Eater - Biography



By Johnny Whiteside

 

             Formed in Finchley, North London, Eater were one of Britain’s earliest and most unadulterated punk bands. After founders Andy Blade and Brian Chevette started to boast to all the girls in school that they played in a band, the fifteen-year-olds realized they had better actually start one;  “The fact that we couldn’t play and had no instruments,” Blade later wrote, “never really bothered us.“ With purloined guitars and a much ballyhooed, non-existent “gig“ on the horzon, Blade and Chevette, courtesy of the Damned’s Rat Scabies, found a drummer in 13-year-old Dee Generate, and added twenty-something bassist Ian Woodcock; what began as an act of sheer teenage braggadocio roared into life on November 26, 1976, when Eater found themselves opening for the Buzzcocks at Manchester‘s Holdsworth Hall. Their first single “Outside View”,  (written mid-lesson at a classroom desk) was released in March of 1977, sold over 15,000 copies and was quickly followed by both “Thinking of the USA” and later that year, by their self-titled long player, one of the first punk albums ever released.

 

            It's sixteen amphetamine-fueled tracks, many clocking in at barely two minutes, have--unlike so many of their contemporaries--easily withstood the test of time, and the album remains one of the signal achievements of punk rock’s lurid ‘77 break out . Eater's rabid tempi, staccato, frenetic bass lines and minimalist guitar solos defined the classic reved-up, stripped down, ‘77 London punk sound, as their covers of  the Velvet Underground's "Sweet Jane," Waiting for the Man"  and Alice Cooper 's "18" (necessarily re-titled "15") emphatically demonstrated. Their original material was equally savage, fraught with dark, sardonic humor, adolescent tension and uncontrolled rage.
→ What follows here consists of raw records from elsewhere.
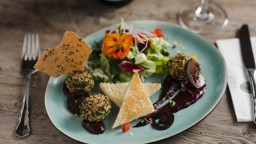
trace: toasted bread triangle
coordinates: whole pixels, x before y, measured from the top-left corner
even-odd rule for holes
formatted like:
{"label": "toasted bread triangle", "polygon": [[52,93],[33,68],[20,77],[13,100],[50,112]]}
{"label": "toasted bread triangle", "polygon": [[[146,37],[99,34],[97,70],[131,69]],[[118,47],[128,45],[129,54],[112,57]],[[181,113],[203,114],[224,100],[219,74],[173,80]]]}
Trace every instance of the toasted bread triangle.
{"label": "toasted bread triangle", "polygon": [[[117,83],[101,82],[99,83],[99,88],[106,95],[108,96],[110,100],[120,108],[123,103],[125,92],[129,84],[129,82]],[[149,97],[161,88],[160,83],[143,83],[143,84]]]}
{"label": "toasted bread triangle", "polygon": [[151,114],[154,108],[137,72],[128,85],[123,103],[112,128]]}

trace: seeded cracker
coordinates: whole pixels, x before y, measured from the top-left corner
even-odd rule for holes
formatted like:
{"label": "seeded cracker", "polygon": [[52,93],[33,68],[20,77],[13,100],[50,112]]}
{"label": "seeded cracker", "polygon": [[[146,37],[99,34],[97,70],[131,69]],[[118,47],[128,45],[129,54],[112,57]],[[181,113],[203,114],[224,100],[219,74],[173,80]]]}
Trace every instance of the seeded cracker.
{"label": "seeded cracker", "polygon": [[34,68],[55,78],[84,69],[92,49],[75,33],[67,31],[63,35],[60,44],[48,48],[38,58]]}

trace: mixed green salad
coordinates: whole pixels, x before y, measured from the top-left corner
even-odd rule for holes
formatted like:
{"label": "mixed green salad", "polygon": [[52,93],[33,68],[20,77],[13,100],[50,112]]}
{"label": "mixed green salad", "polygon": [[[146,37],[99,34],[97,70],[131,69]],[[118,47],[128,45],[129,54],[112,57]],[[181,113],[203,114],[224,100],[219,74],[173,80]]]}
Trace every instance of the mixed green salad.
{"label": "mixed green salad", "polygon": [[163,74],[175,45],[165,40],[160,28],[150,32],[121,19],[100,44],[95,43],[85,67],[96,80],[106,82],[129,82],[135,71],[142,81],[154,74]]}

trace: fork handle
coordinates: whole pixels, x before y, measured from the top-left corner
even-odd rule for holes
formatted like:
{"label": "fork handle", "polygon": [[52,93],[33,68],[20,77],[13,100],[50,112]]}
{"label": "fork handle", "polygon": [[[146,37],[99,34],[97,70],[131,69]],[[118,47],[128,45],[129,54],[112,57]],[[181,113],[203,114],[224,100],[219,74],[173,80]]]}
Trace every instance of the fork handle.
{"label": "fork handle", "polygon": [[16,136],[21,138],[25,137],[30,134],[29,118],[29,82],[32,72],[29,71],[27,72],[25,94],[20,113],[20,117],[18,120],[18,125],[14,132]]}

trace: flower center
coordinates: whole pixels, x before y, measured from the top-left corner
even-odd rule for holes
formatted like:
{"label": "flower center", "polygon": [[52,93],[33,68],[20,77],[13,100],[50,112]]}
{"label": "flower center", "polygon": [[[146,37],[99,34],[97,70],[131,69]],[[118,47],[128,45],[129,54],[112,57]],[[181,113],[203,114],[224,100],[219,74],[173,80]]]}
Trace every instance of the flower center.
{"label": "flower center", "polygon": [[121,42],[117,41],[116,43],[116,46],[118,50],[118,51],[121,50],[122,52],[123,51],[123,44]]}

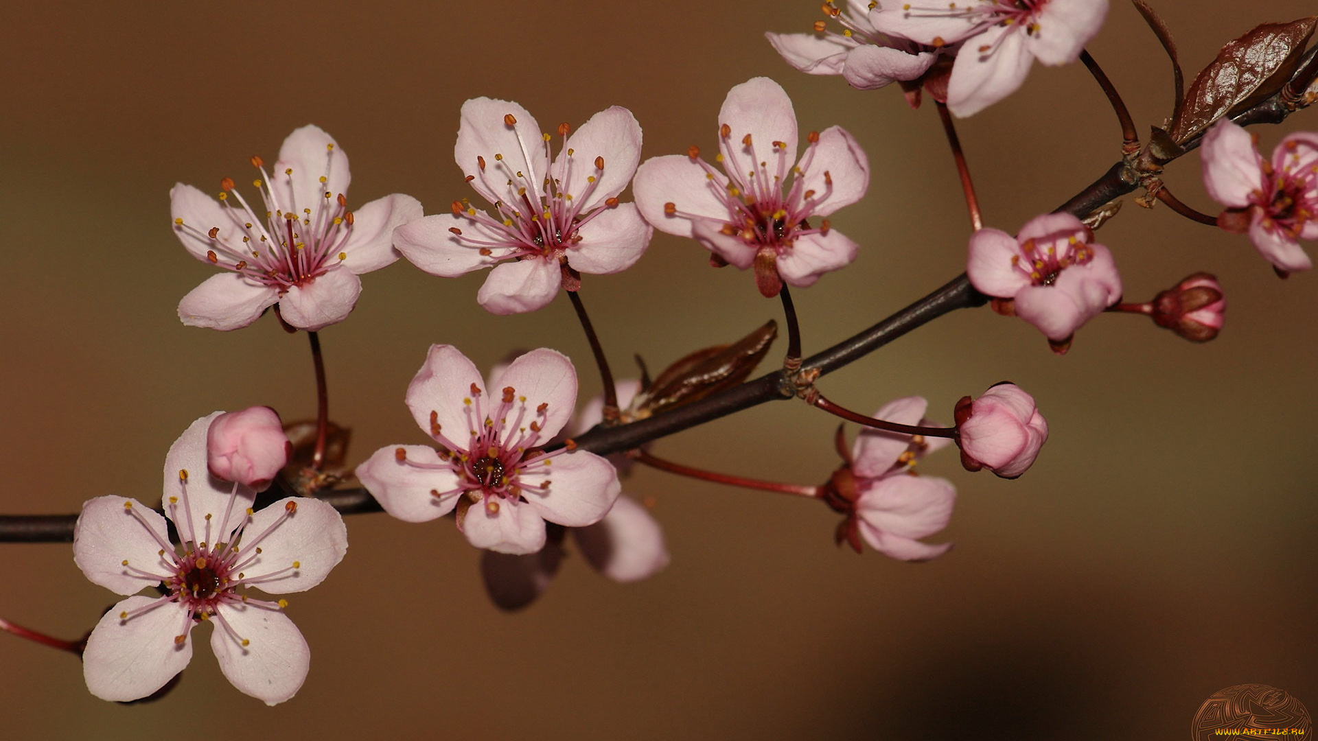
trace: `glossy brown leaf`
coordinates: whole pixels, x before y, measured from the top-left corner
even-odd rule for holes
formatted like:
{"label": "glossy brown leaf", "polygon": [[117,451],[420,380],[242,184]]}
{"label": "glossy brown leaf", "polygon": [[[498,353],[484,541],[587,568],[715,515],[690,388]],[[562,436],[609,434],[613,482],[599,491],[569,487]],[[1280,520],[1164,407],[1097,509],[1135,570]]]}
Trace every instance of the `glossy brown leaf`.
{"label": "glossy brown leaf", "polygon": [[631,417],[643,419],[745,381],[764,359],[776,336],[778,323],[770,319],[730,345],[706,347],[687,355],[637,396]]}
{"label": "glossy brown leaf", "polygon": [[1263,24],[1227,44],[1203,69],[1168,133],[1185,144],[1222,116],[1248,108],[1276,94],[1294,73],[1318,18]]}

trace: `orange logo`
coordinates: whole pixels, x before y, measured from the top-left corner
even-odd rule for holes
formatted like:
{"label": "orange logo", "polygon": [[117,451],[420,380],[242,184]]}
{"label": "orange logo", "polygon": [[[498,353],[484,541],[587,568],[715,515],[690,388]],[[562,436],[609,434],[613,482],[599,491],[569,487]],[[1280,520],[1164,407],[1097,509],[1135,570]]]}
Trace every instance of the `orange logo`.
{"label": "orange logo", "polygon": [[1214,692],[1194,713],[1194,741],[1289,737],[1309,741],[1309,711],[1284,690],[1267,684],[1236,684]]}

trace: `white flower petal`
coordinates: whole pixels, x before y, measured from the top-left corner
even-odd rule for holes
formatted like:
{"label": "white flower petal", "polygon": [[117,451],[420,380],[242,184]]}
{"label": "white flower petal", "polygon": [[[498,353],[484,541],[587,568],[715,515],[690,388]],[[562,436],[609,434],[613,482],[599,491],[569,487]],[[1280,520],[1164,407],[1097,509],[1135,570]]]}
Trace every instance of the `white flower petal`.
{"label": "white flower petal", "polygon": [[[398,460],[403,448],[407,460],[424,465],[442,465],[439,454],[426,446],[387,446],[377,450],[357,467],[361,485],[376,497],[385,512],[403,522],[426,522],[453,510],[459,493],[457,475],[449,468],[418,468]],[[431,494],[440,492],[442,497]]]}
{"label": "white flower petal", "polygon": [[192,641],[174,637],[191,629],[177,603],[161,603],[129,620],[121,613],[140,609],[157,597],[128,597],[100,617],[83,651],[87,690],[101,700],[127,703],[159,690],[192,661]]}
{"label": "white flower petal", "polygon": [[324,274],[291,286],[279,298],[279,316],[299,330],[316,332],[347,319],[358,295],[361,278],[335,265]]}
{"label": "white flower petal", "polygon": [[393,264],[401,257],[394,249],[394,229],[420,219],[423,214],[419,200],[399,193],[377,198],[356,210],[352,214],[352,233],[348,244],[343,245],[343,266],[360,276]]}
{"label": "white flower petal", "polygon": [[540,465],[532,463],[518,479],[531,487],[550,481],[548,492],[523,490],[522,496],[540,517],[568,527],[598,522],[622,492],[613,464],[583,450],[556,455]]}
{"label": "white flower petal", "polygon": [[[283,518],[290,502],[294,510]],[[310,497],[286,497],[253,514],[243,541],[254,541],[281,518],[283,521],[257,543],[261,552],[244,572],[262,592],[304,592],[324,581],[330,570],[343,560],[348,552],[348,529],[331,505]],[[290,567],[293,570],[287,571]],[[270,574],[278,576],[261,579]]]}
{"label": "white flower petal", "polygon": [[473,504],[461,518],[461,531],[477,548],[501,554],[534,554],[544,547],[544,519],[535,508],[517,500],[489,500]]}
{"label": "white flower petal", "polygon": [[[311,649],[298,626],[279,610],[245,604],[221,604],[211,633],[211,650],[220,671],[244,695],[277,705],[294,695],[307,679]],[[248,641],[244,646],[241,641]]]}
{"label": "white flower petal", "polygon": [[[133,509],[125,508],[125,502]],[[158,539],[152,537],[153,531]],[[159,576],[173,575],[173,562],[159,555],[162,542],[169,543],[165,518],[150,508],[125,497],[96,497],[83,504],[74,523],[74,563],[92,584],[117,595],[133,595],[162,580],[142,576],[129,567]]]}
{"label": "white flower petal", "polygon": [[580,273],[606,276],[635,265],[654,228],[641,218],[635,203],[619,203],[596,215],[577,235],[581,241],[568,247],[568,265]]}
{"label": "white flower petal", "polygon": [[237,273],[221,273],[202,281],[178,303],[178,318],[188,327],[241,330],[279,301],[279,291],[248,281]]}

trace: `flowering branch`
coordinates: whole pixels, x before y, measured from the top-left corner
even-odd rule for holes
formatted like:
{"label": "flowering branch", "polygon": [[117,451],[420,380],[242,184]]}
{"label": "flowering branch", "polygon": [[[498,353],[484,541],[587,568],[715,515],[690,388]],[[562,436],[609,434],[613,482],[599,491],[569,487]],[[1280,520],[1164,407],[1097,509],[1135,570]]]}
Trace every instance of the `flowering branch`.
{"label": "flowering branch", "polygon": [[[1281,91],[1231,116],[1231,120],[1238,125],[1276,124],[1285,120],[1286,116],[1305,103],[1304,98],[1296,96],[1296,92],[1290,92],[1290,95],[1288,92],[1307,91],[1313,86],[1313,78],[1318,74],[1318,61],[1315,61],[1315,57],[1318,57],[1318,46],[1306,53],[1302,62],[1297,66],[1298,71]],[[1176,150],[1160,154],[1160,165],[1165,165],[1195,149],[1202,142],[1202,138],[1203,132],[1201,131],[1186,141],[1180,142]],[[1136,163],[1139,161],[1122,160],[1116,162],[1102,177],[1060,206],[1056,212],[1069,212],[1083,219],[1108,202],[1133,191],[1139,187],[1141,179],[1141,173],[1136,169]],[[950,314],[957,309],[983,306],[987,301],[987,297],[977,291],[970,285],[966,274],[962,273],[946,285],[900,309],[882,322],[807,357],[797,374],[818,377],[830,373],[938,316]],[[634,450],[650,440],[680,432],[681,430],[758,406],[767,401],[788,400],[795,396],[795,377],[788,376],[784,370],[776,370],[647,419],[616,427],[596,427],[576,438],[575,442],[580,448],[598,455]],[[262,496],[269,497],[274,493],[274,489],[272,489]],[[278,496],[285,494],[279,493]],[[381,510],[380,505],[365,489],[318,492],[316,497],[331,504],[343,514]],[[0,542],[71,542],[76,518],[76,514],[0,516]]]}

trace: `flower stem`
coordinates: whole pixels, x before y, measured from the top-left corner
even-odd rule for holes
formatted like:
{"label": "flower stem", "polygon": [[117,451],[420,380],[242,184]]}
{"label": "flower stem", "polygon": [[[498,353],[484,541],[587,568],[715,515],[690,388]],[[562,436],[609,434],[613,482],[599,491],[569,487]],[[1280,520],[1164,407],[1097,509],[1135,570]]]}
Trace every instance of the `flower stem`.
{"label": "flower stem", "polygon": [[886,422],[883,419],[875,419],[873,417],[866,417],[858,411],[851,411],[845,406],[838,406],[832,401],[824,398],[824,394],[818,390],[812,390],[809,396],[805,397],[808,403],[812,403],[829,414],[841,417],[850,422],[858,425],[865,425],[866,427],[874,427],[876,430],[887,430],[888,432],[898,432],[900,435],[924,435],[927,438],[956,438],[956,427],[913,427],[911,425],[898,425],[896,422]]}
{"label": "flower stem", "polygon": [[948,145],[952,146],[952,158],[957,161],[957,174],[961,175],[961,190],[966,194],[966,208],[970,210],[970,227],[979,231],[985,227],[983,216],[979,215],[979,199],[975,198],[975,186],[970,182],[970,169],[966,167],[966,156],[961,150],[961,140],[957,138],[957,127],[952,123],[952,113],[945,103],[933,102],[942,119],[942,131],[948,134]]}
{"label": "flower stem", "polygon": [[787,320],[787,357],[783,359],[783,368],[796,370],[801,367],[801,327],[796,323],[796,306],[792,305],[792,293],[783,283],[783,290],[778,291],[783,299],[783,316]]}
{"label": "flower stem", "polygon": [[326,439],[330,436],[330,388],[326,385],[326,361],[320,355],[320,335],[307,332],[311,339],[311,363],[316,369],[316,447],[311,454],[311,468],[320,471],[326,459]]}
{"label": "flower stem", "polygon": [[677,473],[681,476],[689,476],[692,479],[702,479],[705,481],[716,481],[718,484],[730,484],[733,487],[742,487],[746,489],[759,489],[762,492],[776,492],[779,494],[793,494],[797,497],[811,497],[820,498],[824,496],[822,487],[805,487],[800,484],[782,484],[779,481],[760,481],[759,479],[742,479],[741,476],[729,476],[726,473],[714,473],[713,471],[701,471],[700,468],[691,468],[689,465],[681,465],[679,463],[672,463],[662,458],[655,458],[643,450],[637,450],[631,454],[637,460],[658,468],[660,471],[667,471],[670,473]]}
{"label": "flower stem", "polygon": [[14,636],[18,636],[20,638],[26,638],[29,641],[34,641],[34,642],[41,643],[43,646],[50,646],[51,649],[59,649],[61,651],[69,651],[69,653],[72,653],[72,654],[78,654],[79,657],[82,655],[83,649],[87,646],[87,641],[86,639],[83,639],[83,641],[61,641],[59,638],[51,638],[50,636],[46,636],[45,633],[37,633],[36,630],[33,630],[30,628],[24,628],[21,625],[14,625],[13,622],[9,622],[8,620],[4,620],[3,617],[0,617],[0,630],[5,630],[8,633],[13,633]]}
{"label": "flower stem", "polygon": [[568,298],[572,299],[572,309],[577,312],[577,319],[581,320],[581,328],[585,330],[585,339],[590,343],[590,352],[594,353],[594,364],[600,368],[600,382],[604,384],[604,423],[606,426],[618,423],[618,389],[613,385],[613,373],[609,370],[609,360],[604,356],[604,348],[600,345],[600,338],[594,334],[594,327],[590,324],[590,316],[585,312],[585,305],[581,303],[581,297],[577,291],[567,291]]}
{"label": "flower stem", "polygon": [[1079,61],[1085,62],[1085,69],[1089,70],[1089,74],[1094,75],[1098,87],[1103,88],[1107,102],[1112,104],[1112,112],[1116,113],[1118,123],[1122,124],[1122,153],[1135,154],[1140,150],[1140,134],[1135,132],[1135,121],[1131,119],[1131,112],[1126,108],[1126,103],[1122,102],[1122,95],[1116,92],[1112,80],[1107,79],[1107,74],[1098,66],[1098,62],[1094,61],[1087,49],[1081,50]]}
{"label": "flower stem", "polygon": [[1207,214],[1195,211],[1194,208],[1190,208],[1189,206],[1181,203],[1181,200],[1177,196],[1172,195],[1172,191],[1166,190],[1166,186],[1159,187],[1153,195],[1157,196],[1157,199],[1161,200],[1162,203],[1166,203],[1168,207],[1172,208],[1172,211],[1176,211],[1177,214],[1185,216],[1186,219],[1190,219],[1191,222],[1209,224],[1210,227],[1218,225],[1217,216],[1209,216]]}

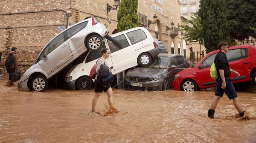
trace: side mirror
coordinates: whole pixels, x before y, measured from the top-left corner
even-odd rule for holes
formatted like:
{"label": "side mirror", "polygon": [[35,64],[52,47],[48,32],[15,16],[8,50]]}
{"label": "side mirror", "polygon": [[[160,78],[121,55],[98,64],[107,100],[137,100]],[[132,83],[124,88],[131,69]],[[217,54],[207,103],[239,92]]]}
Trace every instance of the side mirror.
{"label": "side mirror", "polygon": [[46,59],[46,55],[45,54],[43,55],[43,60],[44,60],[45,59]]}

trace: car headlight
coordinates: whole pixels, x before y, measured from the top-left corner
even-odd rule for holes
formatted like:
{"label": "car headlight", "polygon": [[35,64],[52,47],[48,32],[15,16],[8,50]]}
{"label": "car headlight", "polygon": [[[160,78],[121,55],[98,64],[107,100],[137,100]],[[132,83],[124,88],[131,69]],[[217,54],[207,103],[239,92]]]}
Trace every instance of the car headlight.
{"label": "car headlight", "polygon": [[176,79],[177,79],[179,77],[180,77],[180,75],[179,74],[178,74],[177,75],[176,75],[175,76],[174,78],[173,78],[173,80],[175,80]]}
{"label": "car headlight", "polygon": [[72,76],[69,76],[69,77],[66,77],[66,81],[71,81],[71,80],[72,80]]}
{"label": "car headlight", "polygon": [[159,75],[158,76],[155,76],[155,77],[154,77],[153,78],[149,79],[148,79],[148,80],[149,81],[152,81],[153,80],[154,80],[155,81],[157,81],[157,80],[159,80],[159,79],[160,79],[160,76],[161,76],[161,75]]}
Blade’s vocal delivery, a strangulated snarl that spat out lyrics as if they were venom, could manage both an almost tender vulnerability and reach obscene extremes (hear “Raped”).  Eater clearly relished the creative freedom which punk rock granted, closing the album with “Love and Peace (H-Bomb)” a weird, bad acid satirical concept piece brimming with otherworldly atmospherics, wild studio effects and  free form semi-psychedelic indulgence--no small feat for a handful of rag-tag kiddies.

 

            Stung by japes about their age and ability, Eater were outspoken iconoclasts: “Johnny Rotten is too old,” they told a reporter. Bolstered by Rat Scabies, who frequently stated that Eater was his favorite band, they toured with the Damned, and played every club liberal enough to book such an unorthodox outfit. Having helped kick start the punk rock movement, Eater was hyper-sensitive to the idiom's swift degeneration into commercialism and phoniness and soon called it quits, playing their last show to a small handful fans at a Finchley  pub in 1979. Years later, the band periodically performed in the UK (first at 1996’s Holidays in the Sun festival) and have been the subject of several superb CD compilations; Blade‘s autobiography, “The Secret Life of a Teenage Punk Rocker” was published in 2002. The best surviving record of Eater’s furious dynamism is their memorable, pig head mutilating live performance of “No Brains” captured  in Don Letts’ documentary The Punk Rock Movie (1978).